MySQL - Find Duplicate Records



Duplicate records in a table decrease the efficiency of a MySQL database (by increasing the execution time, using unnecessary space, etc.). Thus, locating duplicates becomes necessary to efficiently use the database.

We can, however, also prevent users from entering duplicate values into a table, by adding constraints on the desired column(s), such as PRIMARY KEY and UNIQUE constraints.

But, due to various reasons like, human error, an application bug or data extracted from external resources, if duplicates are still entered into the database, there are various ways to find the records. Using SQL GROUP BY and HAVING clauses is one of the common ways to filter records containing duplicates.

Finding Duplicate Records

Before finding the duplicate records in a table we need to define the criteria for which we need the duplicate records for. You can do this in two steps −

  • First of all, we need to group all the rows by the columns on which you want to check the duplicity on, using the GROUPBY clause.
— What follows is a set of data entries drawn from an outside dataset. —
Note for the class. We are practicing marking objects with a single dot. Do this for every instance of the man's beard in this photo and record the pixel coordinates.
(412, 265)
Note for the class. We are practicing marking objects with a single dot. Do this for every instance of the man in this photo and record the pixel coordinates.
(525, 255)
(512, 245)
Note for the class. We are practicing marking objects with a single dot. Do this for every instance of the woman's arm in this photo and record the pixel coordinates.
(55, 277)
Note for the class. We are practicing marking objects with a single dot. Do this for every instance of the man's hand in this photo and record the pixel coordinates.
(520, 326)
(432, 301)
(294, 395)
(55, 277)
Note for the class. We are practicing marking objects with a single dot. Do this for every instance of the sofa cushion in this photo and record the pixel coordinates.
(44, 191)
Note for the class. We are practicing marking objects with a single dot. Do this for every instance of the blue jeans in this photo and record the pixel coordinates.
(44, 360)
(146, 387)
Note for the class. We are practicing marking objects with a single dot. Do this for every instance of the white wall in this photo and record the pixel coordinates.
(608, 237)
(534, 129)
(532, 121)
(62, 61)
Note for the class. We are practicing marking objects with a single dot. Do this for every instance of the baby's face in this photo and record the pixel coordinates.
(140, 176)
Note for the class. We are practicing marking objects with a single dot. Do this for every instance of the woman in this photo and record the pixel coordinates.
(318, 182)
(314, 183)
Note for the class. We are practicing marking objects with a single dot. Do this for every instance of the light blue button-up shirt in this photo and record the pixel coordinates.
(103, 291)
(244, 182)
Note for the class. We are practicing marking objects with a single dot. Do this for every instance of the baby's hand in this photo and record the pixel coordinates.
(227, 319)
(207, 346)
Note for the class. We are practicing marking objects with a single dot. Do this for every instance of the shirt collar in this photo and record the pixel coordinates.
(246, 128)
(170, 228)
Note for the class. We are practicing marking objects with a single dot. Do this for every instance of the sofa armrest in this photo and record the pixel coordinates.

  • Then Using the Having clause and the count function then, we need to verify whether any of the above formed groups have more than 1 entity.

Example

First of all, let us create a table with the name CUSTOMERS using the following query −

CREATE TABLE CUSTOMERS (
   ID INT NOT NULL,
   NAME VARCHAR (20) NOT NULL,
   AGE INT NOT NULL,
   ADDRESS CHAR (25),
   SALARY DECIMAL (18, 2),
   PRIMARY KEY (ID)
);

Now, let us insert some duplicate records into the above-created table using the INSERT IGNORE INTO statement as shown below −

INSERT INTO CUSTOMERS VALUES
(1, 'Ramesh', 32, 'Ahmedabad', 2000.00),
(2, 'Khilan', 25, 'Delhi', 1500.00),
(3, 'Kaushik', 23, 'Kota', 2000.00),
(4, 'Chaitali', 25, 'Mumbai', 6500.00),
(5, 'Hardik', 27, 'Bhopal', 8500.00),
(6, 'Komal', 22, 'Hyderabad', 4500.00),
(7, 'Muffy', 24, 'Indore', 10000.00);

The table is created as −

ID NAME AGE ADDRESS SALARY
1 Ramesh 32 Ahmedabad 2000.00
2 Khilan 25 Delhi 1500.00
3 Kaushik 23 Kota 2000.00
4 Chaitali 25 Mumbai 6500.00
5 Hardik 27 Bhopal 8500.00
6 Komal 22 Hyderabad 4500.00
7 Muffy 24 Indore 10000.00

On the following query, we are trying to return the count of duplicate records using the MySQL COUNT() function −

SELECT SALARY, COUNT(SALARY) 
AS "COUNT" FROM CUSTOMERS
GROUP BY SALARY 
ORDER BY SALARY;

Output

The output for the query above is produced as given below −

SALARY COUNT
1500.00 1
2000.00 2
4500.00 1
6500.00 1
8500.00 1
10000.00 1

With Having Clause

The HAVING clause in MySQL can be used to filter conditions for a group of rows in a table. Here, we are going to use the HAVING clause with the COUNT() function to find the duplicate values in one or more columns of a table.

Duplicates values in single column

Following are the steps to find the duplicate values in a single column of a table:

Step-1: Firstly, we need to use the GROUP BY clause to group all rows in the column that we want to check the duplicates.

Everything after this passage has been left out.